Perspective, Stephen Mpofu
It is more or less like a pregnant woman out there in a remote rural setting who must wait until the day of delivery to discover if she carried a boy or a girl or twins.
That is just how expectant Africa generally is regarding the incoming United States administration’s policy on the continent. The reason for that obviously worrying blank in many countries no doubt including our own, is that Mr Donald Trump who moves into the White House on January 20 dropped not even so much as a hint on how he would rank Africa in his overall foreign policy, thus leaving everything to speculation.
His anti-immigrant stance might persuade both pessimists and optimists to believe that once he assumes power Mr Trump will make good his obsession with foreigners from Africa in the same way as his dislike of Mexicans has made him want a wall built between his country and Mexico.
That being the case, therefore, the stress that he put on undocumented immigrants in his campaign rhetoric might turn out to be a mere nicety camouflaging his total dislike of foreigners flooding that nation of immigrants for the “opportunities” about which the US touts itself to the rest of the world.
[But what is probably the irony of ironies about Trump’s fixation on immigrants is that his wife, Melania, comes from Slovenia, in Central Europe and unconfirmed reports also say that his mother was of Scottish origin.]
Some American analysts had speculated that, even though Africa did not feature in his campaign trail, Mr Trump’s policy on the African continent would come through appointments he would make in organisations such as USAID, for instance, which benefits many Africans.
Their assumption or beliefs still have to be vindicated, however.
With just less than a fortnight to go before he takes over from Mr Barack Obama, Mr Trump’s perception of Africa remains unclear if not altogether unknown to many on our continent – and this must surely be a cause for both concern and worry for Africa when considering that the US is the world super power after the demise of the Soviet Union notwithstanding, the fact that Russia contests America’s superiority.
Now consider this. If the trumpeting heard from Trump so far is anything to go by, that Western economic elephant appears hell-bent on a bruising trade battle with America’s Eastern economic rival, China.
Trump seems to make nonsense of the “one China” policy recognised by the United Nations and its member states with Taiwan as part of the greater China rather than an independent state.
A telephone call from the ruler of Taiwan in the capital Taipei congratulating Trump on his election victory has caused a political rumpus between Beijing and the incoming American leader who has made it known that a trade war between the two countries is on the cards.

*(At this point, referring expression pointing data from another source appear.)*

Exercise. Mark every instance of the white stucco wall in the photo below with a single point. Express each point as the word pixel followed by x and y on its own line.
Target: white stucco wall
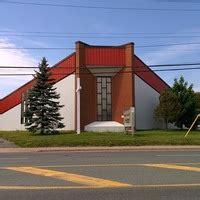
pixel 146 100
pixel 10 120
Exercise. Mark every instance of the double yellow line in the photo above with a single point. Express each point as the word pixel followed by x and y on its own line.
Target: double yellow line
pixel 75 178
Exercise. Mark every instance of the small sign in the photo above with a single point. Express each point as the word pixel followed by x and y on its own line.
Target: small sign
pixel 129 119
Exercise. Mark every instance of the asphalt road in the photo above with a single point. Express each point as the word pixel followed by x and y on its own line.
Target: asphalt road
pixel 101 175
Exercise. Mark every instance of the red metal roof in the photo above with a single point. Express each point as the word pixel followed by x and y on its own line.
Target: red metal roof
pixel 59 71
pixel 105 56
pixel 147 75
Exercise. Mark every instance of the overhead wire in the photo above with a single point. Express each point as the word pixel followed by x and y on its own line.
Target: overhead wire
pixel 99 7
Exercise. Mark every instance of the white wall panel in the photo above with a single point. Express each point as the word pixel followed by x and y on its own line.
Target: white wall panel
pixel 146 100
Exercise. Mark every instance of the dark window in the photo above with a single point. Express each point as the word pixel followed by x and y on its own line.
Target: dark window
pixel 23 107
pixel 104 99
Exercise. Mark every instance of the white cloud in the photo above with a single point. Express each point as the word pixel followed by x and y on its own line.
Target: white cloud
pixel 13 57
pixel 167 54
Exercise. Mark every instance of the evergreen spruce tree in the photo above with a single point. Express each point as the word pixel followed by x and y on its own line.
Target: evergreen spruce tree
pixel 42 113
pixel 187 101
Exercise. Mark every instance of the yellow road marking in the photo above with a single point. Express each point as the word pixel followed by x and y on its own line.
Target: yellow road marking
pixel 178 167
pixel 75 178
pixel 5 187
pixel 102 165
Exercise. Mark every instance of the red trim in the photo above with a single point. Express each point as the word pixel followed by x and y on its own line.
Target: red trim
pixel 149 76
pixel 59 71
pixel 104 56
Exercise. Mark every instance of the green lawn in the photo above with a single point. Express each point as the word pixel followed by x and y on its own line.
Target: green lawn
pixel 154 137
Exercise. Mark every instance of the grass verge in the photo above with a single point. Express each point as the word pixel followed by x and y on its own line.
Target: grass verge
pixel 154 137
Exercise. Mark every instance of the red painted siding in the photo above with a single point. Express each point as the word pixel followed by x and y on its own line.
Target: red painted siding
pixel 147 75
pixel 105 56
pixel 59 71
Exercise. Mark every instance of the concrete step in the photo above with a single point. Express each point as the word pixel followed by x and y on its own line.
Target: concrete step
pixel 104 126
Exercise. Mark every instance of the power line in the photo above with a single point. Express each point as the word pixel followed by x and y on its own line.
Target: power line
pixel 131 71
pixel 72 48
pixel 99 7
pixel 99 33
pixel 63 67
pixel 103 37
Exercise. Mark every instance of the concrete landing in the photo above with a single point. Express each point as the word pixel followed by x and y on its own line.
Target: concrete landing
pixel 106 126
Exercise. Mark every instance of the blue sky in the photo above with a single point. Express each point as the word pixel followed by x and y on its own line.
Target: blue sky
pixel 163 26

If that fight truly gets underway between the two giant elephants the grass is proverbially bound to suffer.
There are no two ways about it and this suggests that any country perceived by the Trump’s administration as China’s ally, trade wise, must suffer the consequences of that alliance.

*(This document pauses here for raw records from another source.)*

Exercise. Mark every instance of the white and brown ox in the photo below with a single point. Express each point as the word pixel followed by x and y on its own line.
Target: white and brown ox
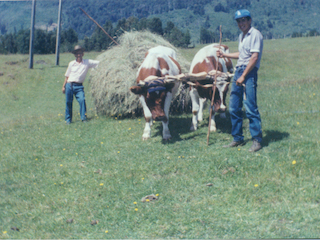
pixel 155 94
pixel 205 61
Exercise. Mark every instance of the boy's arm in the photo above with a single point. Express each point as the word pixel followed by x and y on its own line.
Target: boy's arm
pixel 64 85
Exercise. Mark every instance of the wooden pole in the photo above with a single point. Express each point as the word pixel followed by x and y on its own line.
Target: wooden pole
pixel 213 91
pixel 99 26
pixel 58 33
pixel 33 14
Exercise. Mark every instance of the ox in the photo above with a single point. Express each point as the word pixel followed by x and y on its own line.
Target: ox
pixel 155 94
pixel 205 61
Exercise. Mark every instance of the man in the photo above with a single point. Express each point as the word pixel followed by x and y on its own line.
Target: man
pixel 75 76
pixel 245 82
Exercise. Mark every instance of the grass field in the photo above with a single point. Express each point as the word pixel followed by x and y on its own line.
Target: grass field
pixel 49 172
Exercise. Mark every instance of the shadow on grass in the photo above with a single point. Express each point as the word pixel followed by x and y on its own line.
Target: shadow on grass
pixel 180 126
pixel 273 136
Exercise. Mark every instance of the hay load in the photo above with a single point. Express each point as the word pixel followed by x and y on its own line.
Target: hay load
pixel 116 73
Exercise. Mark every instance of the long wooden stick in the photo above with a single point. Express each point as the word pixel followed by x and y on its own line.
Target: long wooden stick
pixel 99 26
pixel 213 91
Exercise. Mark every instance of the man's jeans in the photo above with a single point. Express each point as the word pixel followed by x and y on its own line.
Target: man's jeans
pixel 78 91
pixel 236 103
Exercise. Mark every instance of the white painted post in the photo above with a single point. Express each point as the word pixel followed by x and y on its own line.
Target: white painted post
pixel 33 14
pixel 58 34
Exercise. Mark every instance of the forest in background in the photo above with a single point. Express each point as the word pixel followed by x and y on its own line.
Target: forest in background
pixel 194 20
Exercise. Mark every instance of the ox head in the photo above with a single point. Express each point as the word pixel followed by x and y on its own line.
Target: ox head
pixel 154 91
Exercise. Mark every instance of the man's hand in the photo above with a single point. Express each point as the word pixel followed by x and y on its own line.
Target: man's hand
pixel 240 80
pixel 220 53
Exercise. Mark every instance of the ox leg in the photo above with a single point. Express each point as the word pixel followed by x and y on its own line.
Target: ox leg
pixel 213 127
pixel 195 108
pixel 201 105
pixel 165 125
pixel 148 116
pixel 222 106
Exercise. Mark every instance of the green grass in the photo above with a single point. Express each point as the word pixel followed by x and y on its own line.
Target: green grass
pixel 47 169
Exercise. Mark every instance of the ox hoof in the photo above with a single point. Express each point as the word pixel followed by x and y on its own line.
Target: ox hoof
pixel 223 115
pixel 213 129
pixel 193 128
pixel 144 138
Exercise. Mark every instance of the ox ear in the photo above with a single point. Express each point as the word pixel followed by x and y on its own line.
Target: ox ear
pixel 137 90
pixel 169 85
pixel 230 75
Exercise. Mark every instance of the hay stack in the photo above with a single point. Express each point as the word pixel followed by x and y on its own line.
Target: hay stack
pixel 116 73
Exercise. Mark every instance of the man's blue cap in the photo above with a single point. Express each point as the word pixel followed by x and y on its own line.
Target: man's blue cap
pixel 242 13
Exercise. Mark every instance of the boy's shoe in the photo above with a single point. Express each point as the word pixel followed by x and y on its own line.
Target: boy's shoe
pixel 256 146
pixel 235 144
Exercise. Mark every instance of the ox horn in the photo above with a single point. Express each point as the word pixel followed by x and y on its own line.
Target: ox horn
pixel 230 74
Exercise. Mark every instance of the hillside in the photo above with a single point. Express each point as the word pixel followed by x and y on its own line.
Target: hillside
pixel 56 179
pixel 275 19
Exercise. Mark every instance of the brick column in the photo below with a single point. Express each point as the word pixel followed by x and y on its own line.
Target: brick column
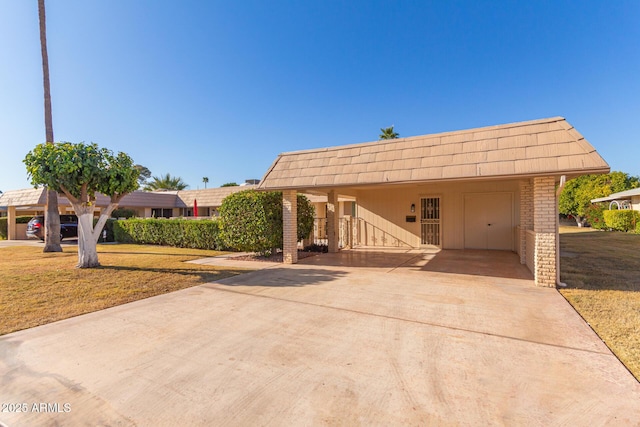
pixel 526 217
pixel 290 226
pixel 333 225
pixel 11 223
pixel 544 224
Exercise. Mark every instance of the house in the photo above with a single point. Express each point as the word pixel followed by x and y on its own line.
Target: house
pixel 489 188
pixel 629 199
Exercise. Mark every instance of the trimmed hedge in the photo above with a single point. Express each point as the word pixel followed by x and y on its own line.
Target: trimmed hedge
pixel 123 213
pixel 4 228
pixel 622 220
pixel 109 227
pixel 252 220
pixel 182 233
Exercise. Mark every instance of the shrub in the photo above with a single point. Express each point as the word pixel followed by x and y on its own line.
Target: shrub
pixel 108 226
pixel 252 220
pixel 123 213
pixel 196 234
pixel 622 220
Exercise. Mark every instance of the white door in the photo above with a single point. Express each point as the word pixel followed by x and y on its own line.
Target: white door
pixel 430 221
pixel 488 221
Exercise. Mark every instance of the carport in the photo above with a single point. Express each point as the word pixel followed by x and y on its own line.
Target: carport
pixel 491 188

China is a big investor in Zimbabwe and elsewhere in Africa and, as such, Zimbabwe — and probably other African countries doing business with Beijing — might be lumped up with China as enemies and that way bear the brunt of the fight of the elephants as the grass.

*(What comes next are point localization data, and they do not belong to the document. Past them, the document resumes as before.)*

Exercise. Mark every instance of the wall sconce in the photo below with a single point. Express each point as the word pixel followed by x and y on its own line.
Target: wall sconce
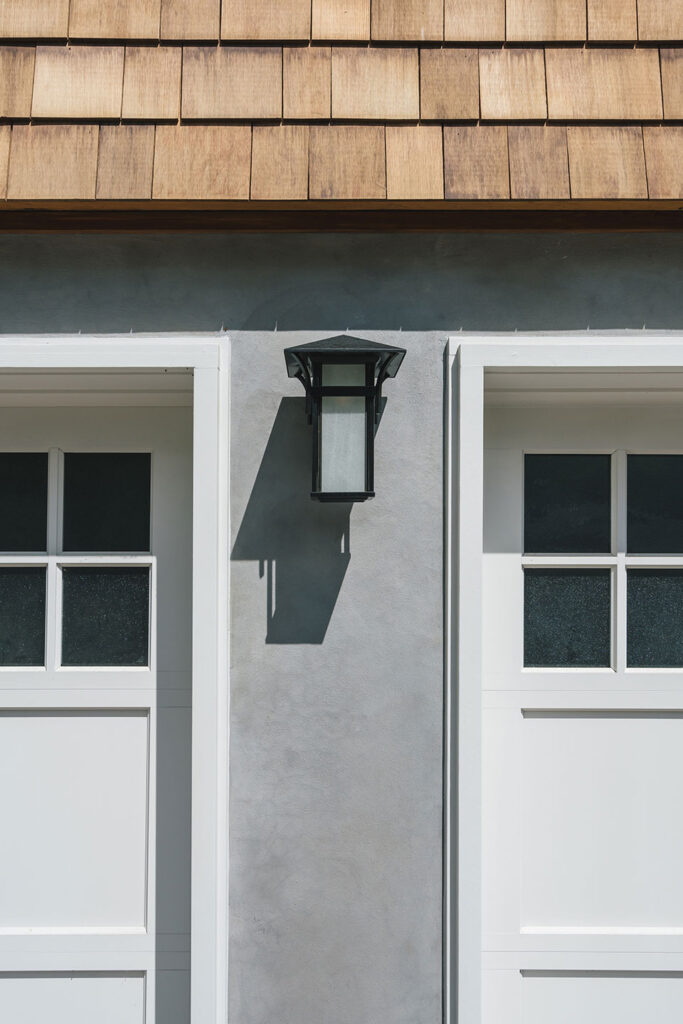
pixel 343 380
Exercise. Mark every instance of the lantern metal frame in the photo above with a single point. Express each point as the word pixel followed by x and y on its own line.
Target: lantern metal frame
pixel 305 363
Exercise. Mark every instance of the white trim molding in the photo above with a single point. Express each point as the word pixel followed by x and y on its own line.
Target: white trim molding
pixel 207 358
pixel 608 363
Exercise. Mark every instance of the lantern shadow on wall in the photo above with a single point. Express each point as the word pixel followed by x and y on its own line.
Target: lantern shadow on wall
pixel 302 547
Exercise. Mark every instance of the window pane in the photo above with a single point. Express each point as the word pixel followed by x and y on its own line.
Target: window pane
pixel 567 503
pixel 23 501
pixel 22 615
pixel 566 617
pixel 654 629
pixel 107 502
pixel 655 504
pixel 105 616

Our leaders have made pronouncements to the effect that the Zimbabwean government wants to work with president Trump’s administration.
However, no public response has been heard from the president-elect.
Any positive response from Washington DC should manifest itself through a revocation of the Zimbabwe Democracy and Economic Recovery Act passed by the American congress on March 8, 2001, to impose economic sanctions on this country as retaliation for the Zanu PF government’s land reform programme.
Zidera was ostensibly intended to effect regime change and with that reverse the reform programme under which the government repossessed land previously seized by white settlers, for relocation to Zimbabweans who waged a protracted armed struggle with losses of precious lives in the process, to get back land seized from them during colonisation.
Subsequent American administrations have responded with deaf ears to impassioned calls made by Zimbabweans and other countries and progressive organisations for the sanctions to be lifted.
In spite of the continuing illegal, Western economic and financial embargo, this country has soldiered on even with our economy badly savaged, as it is, with the blueprint, Zimbabwe Agenda for Sustainable Socio- and Economic Transformation, making headway regardless.
Command Agriculture recently introduced by the Government for farmers to grow various crops under irrigation with State-provided inputs should be regarded as an important chapter to the blueprint — something that must tell our sworn enemies that whether the weather be bad, whether the weather be good Zimbabweans are prepared to weather the weather and take their country to a higher social and economic level.
The message to both our foes and allies is that the general elections next year should prove a death knell for individuals and political organisations that have and continue to sup with the enemy to try to remove the incumbent government and with that kill all programmes meant to take our country to a brave new future.
Obviously, success in this country’s endeavours will require single hearted devotion, patriotism and a love of the motherland.